Previous small studies have appraised the gut microbiome (GM) in steatosis, but large‐scale studies are lacking. We studied the association of GM diversity and composition, plasma metabolites, predicted functional metagenomics and steatosis.
This is a cross‐sectional analysis of the prospective population‐based Rotterdam Study. We used 16Sribosomal‐RNA gene sequencing and determined taxonomy using the Silva‐reference database. Alpha‐and beta‐diversity were calculated using Shannon‐index and Bray‐Curtis dissimilarities. Differences were tested across steatosis using PerMANOVA. Hepatic steatosis was diagnosed by ultrasonography. We subsequently selected genera using regularized regression.
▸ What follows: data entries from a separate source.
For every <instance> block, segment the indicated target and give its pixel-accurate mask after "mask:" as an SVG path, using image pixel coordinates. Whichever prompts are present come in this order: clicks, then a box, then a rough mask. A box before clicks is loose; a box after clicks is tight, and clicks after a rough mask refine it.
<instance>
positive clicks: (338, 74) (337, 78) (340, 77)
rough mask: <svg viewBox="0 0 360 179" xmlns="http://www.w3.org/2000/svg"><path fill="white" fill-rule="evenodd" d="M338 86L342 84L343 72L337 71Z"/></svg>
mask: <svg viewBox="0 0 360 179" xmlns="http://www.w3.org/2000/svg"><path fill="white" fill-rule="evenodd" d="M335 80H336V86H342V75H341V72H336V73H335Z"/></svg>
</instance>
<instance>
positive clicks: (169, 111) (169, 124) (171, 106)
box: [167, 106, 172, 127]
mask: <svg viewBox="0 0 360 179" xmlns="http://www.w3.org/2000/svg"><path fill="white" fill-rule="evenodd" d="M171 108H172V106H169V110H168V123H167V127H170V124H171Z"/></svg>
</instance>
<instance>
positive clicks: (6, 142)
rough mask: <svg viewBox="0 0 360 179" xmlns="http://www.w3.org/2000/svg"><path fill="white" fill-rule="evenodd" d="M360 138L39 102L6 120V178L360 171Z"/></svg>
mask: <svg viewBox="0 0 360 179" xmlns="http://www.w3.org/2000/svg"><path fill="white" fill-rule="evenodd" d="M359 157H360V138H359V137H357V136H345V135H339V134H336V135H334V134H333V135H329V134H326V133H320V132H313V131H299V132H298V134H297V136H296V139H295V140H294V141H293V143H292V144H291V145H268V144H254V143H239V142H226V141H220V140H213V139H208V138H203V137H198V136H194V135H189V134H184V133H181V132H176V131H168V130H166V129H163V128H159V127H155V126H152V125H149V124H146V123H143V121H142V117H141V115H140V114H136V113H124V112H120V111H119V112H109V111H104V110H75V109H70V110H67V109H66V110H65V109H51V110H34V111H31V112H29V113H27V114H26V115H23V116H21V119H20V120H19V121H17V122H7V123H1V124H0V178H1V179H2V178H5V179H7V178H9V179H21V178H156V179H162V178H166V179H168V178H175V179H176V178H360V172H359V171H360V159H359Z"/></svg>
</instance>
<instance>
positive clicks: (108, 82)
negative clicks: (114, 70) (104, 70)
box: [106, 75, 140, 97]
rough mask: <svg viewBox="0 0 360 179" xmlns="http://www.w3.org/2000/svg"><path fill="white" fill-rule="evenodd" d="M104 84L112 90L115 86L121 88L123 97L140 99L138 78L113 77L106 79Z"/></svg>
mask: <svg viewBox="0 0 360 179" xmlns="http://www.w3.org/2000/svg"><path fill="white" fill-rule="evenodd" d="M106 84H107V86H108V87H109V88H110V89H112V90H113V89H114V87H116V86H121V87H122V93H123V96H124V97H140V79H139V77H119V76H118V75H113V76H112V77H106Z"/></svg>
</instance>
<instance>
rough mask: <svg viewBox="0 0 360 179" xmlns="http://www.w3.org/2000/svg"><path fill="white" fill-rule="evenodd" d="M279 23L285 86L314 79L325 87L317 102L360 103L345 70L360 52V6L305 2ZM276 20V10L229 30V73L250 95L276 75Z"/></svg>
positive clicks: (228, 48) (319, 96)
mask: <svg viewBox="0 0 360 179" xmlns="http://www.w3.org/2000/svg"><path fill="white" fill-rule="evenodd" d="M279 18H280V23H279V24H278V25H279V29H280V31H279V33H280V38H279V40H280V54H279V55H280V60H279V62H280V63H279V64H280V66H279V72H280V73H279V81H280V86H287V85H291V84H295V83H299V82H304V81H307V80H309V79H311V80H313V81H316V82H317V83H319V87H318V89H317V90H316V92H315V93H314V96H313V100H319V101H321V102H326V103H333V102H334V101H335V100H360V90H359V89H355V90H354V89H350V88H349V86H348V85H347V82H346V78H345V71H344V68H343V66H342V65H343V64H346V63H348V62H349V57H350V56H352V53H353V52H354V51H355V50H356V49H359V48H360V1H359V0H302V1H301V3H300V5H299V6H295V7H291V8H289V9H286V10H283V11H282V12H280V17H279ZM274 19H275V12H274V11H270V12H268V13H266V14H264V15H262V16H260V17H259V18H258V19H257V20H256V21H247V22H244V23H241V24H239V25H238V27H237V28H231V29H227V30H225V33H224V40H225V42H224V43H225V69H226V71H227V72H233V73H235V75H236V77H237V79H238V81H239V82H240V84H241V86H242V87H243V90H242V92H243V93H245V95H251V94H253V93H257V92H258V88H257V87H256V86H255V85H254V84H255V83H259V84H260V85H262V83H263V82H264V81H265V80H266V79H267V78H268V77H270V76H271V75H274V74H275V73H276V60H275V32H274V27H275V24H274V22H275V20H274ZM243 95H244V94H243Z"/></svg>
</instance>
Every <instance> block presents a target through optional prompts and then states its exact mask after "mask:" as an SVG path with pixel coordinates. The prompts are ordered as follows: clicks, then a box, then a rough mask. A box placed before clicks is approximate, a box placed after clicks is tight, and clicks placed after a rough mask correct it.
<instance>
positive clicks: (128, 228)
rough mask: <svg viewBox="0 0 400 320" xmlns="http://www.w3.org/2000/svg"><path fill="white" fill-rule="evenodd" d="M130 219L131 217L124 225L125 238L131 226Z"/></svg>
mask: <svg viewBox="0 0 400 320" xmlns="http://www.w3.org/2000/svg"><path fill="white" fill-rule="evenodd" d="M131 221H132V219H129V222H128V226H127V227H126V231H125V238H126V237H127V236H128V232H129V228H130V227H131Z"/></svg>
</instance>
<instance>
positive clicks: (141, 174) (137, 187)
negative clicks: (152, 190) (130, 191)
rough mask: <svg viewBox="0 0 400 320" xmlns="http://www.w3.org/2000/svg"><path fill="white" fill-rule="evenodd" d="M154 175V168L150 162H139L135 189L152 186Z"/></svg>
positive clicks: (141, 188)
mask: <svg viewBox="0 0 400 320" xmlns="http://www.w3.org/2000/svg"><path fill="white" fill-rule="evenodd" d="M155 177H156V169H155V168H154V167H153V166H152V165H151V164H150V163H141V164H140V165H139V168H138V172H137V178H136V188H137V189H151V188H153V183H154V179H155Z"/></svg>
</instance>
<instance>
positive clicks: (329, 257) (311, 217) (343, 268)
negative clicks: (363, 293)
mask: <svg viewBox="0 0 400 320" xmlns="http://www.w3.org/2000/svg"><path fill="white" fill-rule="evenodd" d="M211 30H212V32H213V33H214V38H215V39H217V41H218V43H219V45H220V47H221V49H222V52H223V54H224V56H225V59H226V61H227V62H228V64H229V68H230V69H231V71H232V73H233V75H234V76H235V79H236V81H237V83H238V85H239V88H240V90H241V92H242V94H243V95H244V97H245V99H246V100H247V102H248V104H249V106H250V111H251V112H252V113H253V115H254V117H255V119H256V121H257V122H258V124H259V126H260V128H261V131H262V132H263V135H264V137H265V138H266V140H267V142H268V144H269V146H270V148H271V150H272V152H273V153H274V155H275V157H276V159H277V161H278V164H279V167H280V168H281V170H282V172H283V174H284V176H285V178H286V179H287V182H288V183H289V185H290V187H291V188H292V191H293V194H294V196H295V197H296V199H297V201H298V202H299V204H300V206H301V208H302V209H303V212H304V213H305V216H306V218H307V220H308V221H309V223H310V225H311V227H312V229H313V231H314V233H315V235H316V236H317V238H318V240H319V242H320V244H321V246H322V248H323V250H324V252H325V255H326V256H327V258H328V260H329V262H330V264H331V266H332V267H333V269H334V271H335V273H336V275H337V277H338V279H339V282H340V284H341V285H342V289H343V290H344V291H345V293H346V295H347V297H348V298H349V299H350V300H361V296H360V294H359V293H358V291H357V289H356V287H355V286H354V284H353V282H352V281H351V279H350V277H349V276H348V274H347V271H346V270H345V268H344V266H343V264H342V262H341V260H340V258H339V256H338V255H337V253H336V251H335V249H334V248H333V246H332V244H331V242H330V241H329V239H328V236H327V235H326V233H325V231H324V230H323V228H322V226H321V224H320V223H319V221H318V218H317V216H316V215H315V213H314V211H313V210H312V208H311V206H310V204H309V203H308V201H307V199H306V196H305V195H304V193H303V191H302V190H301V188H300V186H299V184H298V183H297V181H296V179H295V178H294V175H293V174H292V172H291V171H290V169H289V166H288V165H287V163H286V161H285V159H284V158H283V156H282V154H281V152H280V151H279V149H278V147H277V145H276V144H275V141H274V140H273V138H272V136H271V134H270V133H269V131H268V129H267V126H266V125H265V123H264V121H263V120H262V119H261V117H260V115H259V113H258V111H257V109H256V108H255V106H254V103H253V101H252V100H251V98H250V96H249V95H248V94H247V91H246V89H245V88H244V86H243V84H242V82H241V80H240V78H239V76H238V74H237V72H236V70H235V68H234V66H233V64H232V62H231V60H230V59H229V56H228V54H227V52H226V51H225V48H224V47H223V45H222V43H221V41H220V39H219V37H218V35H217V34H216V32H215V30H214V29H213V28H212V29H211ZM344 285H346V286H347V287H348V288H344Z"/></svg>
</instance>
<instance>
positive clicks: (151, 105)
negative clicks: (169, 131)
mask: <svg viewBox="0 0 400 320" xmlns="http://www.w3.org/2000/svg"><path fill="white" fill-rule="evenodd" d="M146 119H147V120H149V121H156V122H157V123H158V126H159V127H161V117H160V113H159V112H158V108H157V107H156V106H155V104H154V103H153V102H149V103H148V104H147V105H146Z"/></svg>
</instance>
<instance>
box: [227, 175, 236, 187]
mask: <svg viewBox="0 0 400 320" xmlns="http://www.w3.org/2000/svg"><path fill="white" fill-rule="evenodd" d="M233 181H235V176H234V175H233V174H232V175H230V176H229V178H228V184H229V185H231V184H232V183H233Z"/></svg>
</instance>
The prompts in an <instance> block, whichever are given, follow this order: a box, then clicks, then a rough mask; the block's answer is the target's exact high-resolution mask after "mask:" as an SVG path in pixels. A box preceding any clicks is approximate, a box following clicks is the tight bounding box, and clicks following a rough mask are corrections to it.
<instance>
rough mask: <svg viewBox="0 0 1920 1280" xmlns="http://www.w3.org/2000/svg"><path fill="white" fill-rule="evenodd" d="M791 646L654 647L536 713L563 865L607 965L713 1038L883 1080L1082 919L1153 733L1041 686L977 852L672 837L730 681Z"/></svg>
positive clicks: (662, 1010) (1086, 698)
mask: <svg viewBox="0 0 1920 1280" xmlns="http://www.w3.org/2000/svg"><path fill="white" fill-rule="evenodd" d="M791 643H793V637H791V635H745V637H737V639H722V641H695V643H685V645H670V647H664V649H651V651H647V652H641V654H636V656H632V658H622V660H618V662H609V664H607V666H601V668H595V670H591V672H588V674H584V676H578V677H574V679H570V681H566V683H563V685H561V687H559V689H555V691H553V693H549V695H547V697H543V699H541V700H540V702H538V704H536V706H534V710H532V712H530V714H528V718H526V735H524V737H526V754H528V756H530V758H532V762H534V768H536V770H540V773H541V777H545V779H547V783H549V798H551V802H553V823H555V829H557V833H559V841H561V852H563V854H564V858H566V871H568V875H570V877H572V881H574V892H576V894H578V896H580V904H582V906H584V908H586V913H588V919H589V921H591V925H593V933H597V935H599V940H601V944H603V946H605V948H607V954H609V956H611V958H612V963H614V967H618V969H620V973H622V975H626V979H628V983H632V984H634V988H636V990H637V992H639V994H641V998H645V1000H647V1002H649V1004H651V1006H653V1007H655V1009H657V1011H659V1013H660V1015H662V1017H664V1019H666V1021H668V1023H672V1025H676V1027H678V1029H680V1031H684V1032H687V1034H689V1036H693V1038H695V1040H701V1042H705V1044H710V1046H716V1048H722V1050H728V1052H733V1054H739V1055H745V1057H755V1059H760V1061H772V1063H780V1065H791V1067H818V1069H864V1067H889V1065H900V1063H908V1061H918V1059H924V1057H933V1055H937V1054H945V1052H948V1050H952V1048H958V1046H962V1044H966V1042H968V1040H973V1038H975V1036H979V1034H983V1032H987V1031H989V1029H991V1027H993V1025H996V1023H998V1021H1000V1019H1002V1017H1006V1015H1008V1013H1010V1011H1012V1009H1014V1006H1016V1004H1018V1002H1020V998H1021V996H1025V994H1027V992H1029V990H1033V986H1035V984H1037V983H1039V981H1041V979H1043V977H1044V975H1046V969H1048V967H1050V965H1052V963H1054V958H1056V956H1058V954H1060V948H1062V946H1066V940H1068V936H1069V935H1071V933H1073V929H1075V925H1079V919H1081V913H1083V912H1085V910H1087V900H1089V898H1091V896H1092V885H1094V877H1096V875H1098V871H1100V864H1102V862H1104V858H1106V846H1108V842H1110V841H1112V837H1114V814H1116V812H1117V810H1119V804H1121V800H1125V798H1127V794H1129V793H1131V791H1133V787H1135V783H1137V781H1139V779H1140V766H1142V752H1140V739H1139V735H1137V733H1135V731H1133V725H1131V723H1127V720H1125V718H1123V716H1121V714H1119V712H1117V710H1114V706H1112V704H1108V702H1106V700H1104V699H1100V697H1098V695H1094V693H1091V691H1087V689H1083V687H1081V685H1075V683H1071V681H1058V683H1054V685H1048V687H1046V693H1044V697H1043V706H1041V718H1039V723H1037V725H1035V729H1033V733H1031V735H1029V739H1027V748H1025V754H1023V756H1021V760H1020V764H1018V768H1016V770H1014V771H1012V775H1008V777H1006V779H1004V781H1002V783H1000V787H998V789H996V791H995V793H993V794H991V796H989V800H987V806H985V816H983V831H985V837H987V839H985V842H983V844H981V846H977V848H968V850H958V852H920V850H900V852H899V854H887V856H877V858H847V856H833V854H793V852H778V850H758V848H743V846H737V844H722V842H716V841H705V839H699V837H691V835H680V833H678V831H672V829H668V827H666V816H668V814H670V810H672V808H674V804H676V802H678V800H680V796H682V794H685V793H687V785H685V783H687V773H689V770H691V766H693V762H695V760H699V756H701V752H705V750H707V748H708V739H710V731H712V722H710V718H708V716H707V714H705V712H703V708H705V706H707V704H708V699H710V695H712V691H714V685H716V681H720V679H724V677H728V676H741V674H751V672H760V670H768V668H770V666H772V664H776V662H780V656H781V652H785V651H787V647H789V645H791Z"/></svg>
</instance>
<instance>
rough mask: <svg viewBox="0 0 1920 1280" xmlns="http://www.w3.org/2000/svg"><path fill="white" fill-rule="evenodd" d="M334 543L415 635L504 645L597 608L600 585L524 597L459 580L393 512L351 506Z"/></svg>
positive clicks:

The functional metagenome was predicted based on the GM using KEGG‐pathways. Serum metabolomics were assessed using high‐throughput proton nuclear magnetic resonance. All analyses were adjusted for age, sex, BMI, alcohol, diet, and proton‐pump inhibitors. We included 1355 participants of which 472 had steatosis. Alpha‐diversity was lower in steatosis (P=1.1×109) and beta‐diversity varied across steatosis strata (P=0.001). Lasso selected 37 genera of which three remained significantly associated after adjustment (Coprococcus3: β=‐65; Ruminococcus Gauvreauiigroup: β=62; and Ruminococcus Gnavusgroup: β=45, Q‐value =0.037). Predicted metagenome analyses revealed that pathways of secondary bile‐acid synthesis and biotin metabolism were present and D‐alanine metabolism was absent in steatosis. Metabolic profiles showed positive associations for aromatic‐and branched chain amino acids and glycoprotein acetyls with steatosis and R. Gnavusgroup, whereas these metabolites were inversely associated with alpha‐diversity and Coprococcus3.
We confirmed, for the first time on a large‐scale, the lower microbial diversity and association of Coprococcus and Ruminococcus Gnavus with steatosis. We additionally showed that steatosis and alpha-diversity share -opposite- metabolic profiles.